CHAPTER THIRTY-THREE
“R afe was thinking of you when he died,” Phillip told Aurore.
She was noticeably more frail than when he had last seen her. She had remained perfectly still as he briefly related the story of Rafe’s last hours to her. Her eyes were fixed on some point so distant that Phillip knew that it couldn’t be inside the room.
“He told Nicky that she was the best of you both. And she is,” he added.
“And she went to Paris from there.” It wasn’t really a question. Phillip guessed that Aurore knew the next part of the story in detail. But he outlined it anyway.
“After that night, Clarence Valentine hid her with friends for nearly a month, then he got her out of the country. He’d been offered a job at a club in Paris. Jazz was hot there, and so were American Negroes. He claimed Nicky was his granddaughter, and since most colored people were still born at home back then and didn’t have birth certificates, it wasn’t hard to get the authorities to believe him. Nicky says that Clarence was convinced her life was in danger because she had seen the men who killed her father. She took his name and lived the lie.”
“Clarence must have been a good man.”
“Nicky loved him like a grandfather.”
Aurore turned to him. Her eyes glistened. “I thought your mother was dead, Phillip. It was so many years later when I discovered that she was still alive. I believed she was killed in the fire that was started that night.”
“Had you been following her life in Chicago? Did you have someone watching her? Is that how you knew about the fire?”

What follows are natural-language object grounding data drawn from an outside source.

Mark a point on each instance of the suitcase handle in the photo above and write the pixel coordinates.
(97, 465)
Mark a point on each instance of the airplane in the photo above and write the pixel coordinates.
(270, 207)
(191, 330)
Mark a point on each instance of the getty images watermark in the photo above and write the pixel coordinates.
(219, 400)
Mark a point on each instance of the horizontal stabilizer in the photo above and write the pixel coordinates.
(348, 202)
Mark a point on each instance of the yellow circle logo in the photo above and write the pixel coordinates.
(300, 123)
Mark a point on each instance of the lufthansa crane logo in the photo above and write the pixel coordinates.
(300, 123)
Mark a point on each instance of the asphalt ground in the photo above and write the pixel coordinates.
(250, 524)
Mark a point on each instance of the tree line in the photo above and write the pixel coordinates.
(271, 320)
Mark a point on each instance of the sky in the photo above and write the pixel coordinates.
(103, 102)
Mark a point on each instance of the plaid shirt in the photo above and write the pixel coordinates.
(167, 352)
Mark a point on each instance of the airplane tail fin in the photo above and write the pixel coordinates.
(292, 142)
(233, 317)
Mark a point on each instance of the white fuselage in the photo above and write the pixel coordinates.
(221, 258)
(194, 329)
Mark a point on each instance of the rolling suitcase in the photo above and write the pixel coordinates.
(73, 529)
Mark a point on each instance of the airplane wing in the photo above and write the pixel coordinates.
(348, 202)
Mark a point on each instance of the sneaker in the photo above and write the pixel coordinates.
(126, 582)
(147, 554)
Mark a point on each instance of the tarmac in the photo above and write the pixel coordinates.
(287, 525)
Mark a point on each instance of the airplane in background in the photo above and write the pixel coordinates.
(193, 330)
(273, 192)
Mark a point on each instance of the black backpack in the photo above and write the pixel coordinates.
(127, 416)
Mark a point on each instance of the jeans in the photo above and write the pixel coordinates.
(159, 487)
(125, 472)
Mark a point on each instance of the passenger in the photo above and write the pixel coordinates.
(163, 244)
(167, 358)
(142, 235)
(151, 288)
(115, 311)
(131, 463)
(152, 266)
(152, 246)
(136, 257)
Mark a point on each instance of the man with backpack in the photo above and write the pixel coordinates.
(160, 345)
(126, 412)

“In a way.” She took his hand. He didn’t resist, but he was sharply aware of the contrasts. “My attorney located Rafe for me. You see, I had decided to join him there.”
He stared at her.
“Yes.” She nodded. “I had thought that when Rafe took Nicolette and left New Orleans, everything would end between us. But I was still connected to them. I woke every morning and thought only of what I’d lost. My life with Henry was a blasphemy. I tried to go on with it, but I couldn’t, not while I knew there was something more waiting for me if I just had the courage to reach for it. So I wrote Rafe and asked him if he would have me. I was going to take Hugh and disappear, leave everything except my son behind. Gulf Coast. My marriage and the church. Everything. And once I made it safely to Chicago, I wanted Rafe to take us to France. We both spoke French fluently. I thought we could start over there as a family, that if we didn’t find acceptance, we might find tolerance. I wrote him, and I begged him shamelessly to let me come. Then I waited.”
“Did you ever receive an answer?”
She shook her head. “I don’t know if he never received my letter, or if he just couldn’t bring himself to tell me no. Not knowing has haunted me all my life. Spencer came to me two weeks after I mailed the letter, and he told me that Rafe had died in the riot. Spencer investigated thoroughly and discovered that your mother was never seen again after the fire that devastated the entire city block. There were bodies in the ruins that couldn’t be identified….”
So many years later, and the tears were still in her voice.
Phillip sat holding Aurore’s hand tightly. He wanted to comfort her, this woman who had made so many terrible mistakes. This woman. His grandmother.
“Wait…” He gripped her hand a little harder. “Mrs. Gerritsen…”
“You’ll never find it in your heart to call me Aurore, will you?”
“My grandfather—” the title came easily to his lips now “—got your letter. I’m sure of it. And he was making plans to have you join him.”
“What do you mean?”
Phillip thought carefully about Nicky’s story. Her last encounter with her father had been so clear to her. She had held on to it the way that Rafe himself had held on to his memory of Marcelite and Angelle and the way they had died. And when Nicky had told him about the day of Rafe’s death, she had told the story in detail.
“The night that my grandfather died, he told my mother that they were leaving Chicago for good, for a place where they could finally be happy. Then he asked her if she would trust him to do what was best for her. But he asked her in French. She told me that. It stood out for her, and she remem bered it all those years, because after they left New Orleans they had only spoken English at home. I think my grandfather was preparing her for the trip to France. With you.”
Her hand trembled. She looked away.
“And when he died, he told my mother that she was the best of both of you. He was thinking of you then, and what the two of you had created together.”
They sat in silence. Finally, much later, she sighed; it was a long, broken sound. “I’ve had a long life.”
“Yes, you have.”
“Will you stay here in the city for a while longer, Phillip? Will you hear about the rest of it?”
“You haven’t told me everything you want me to know?”
She turned to look at him. Her pale blue eyes glistened, but there were no tears on her cheeks. “I would like you to know everything. I would like to leave you that much.”
“I’ll be staying in the city.”
She inclined her head. “Will you?”
“I’m getting married. By late summer I’ll be a father.”
She squeezed his hand. “We made a bargain, you and I. Will you honor it?”
He smiled. “You’re some old lady, you know that?”
She smiled, too, and for a moment, he saw the young woman his grandfather had fallen in love with. “Rafe would have been proud of you,” she whispered.
He leaned over and kissed her cheek. It was cool and soft against his lips. “I hope so, Aurore.”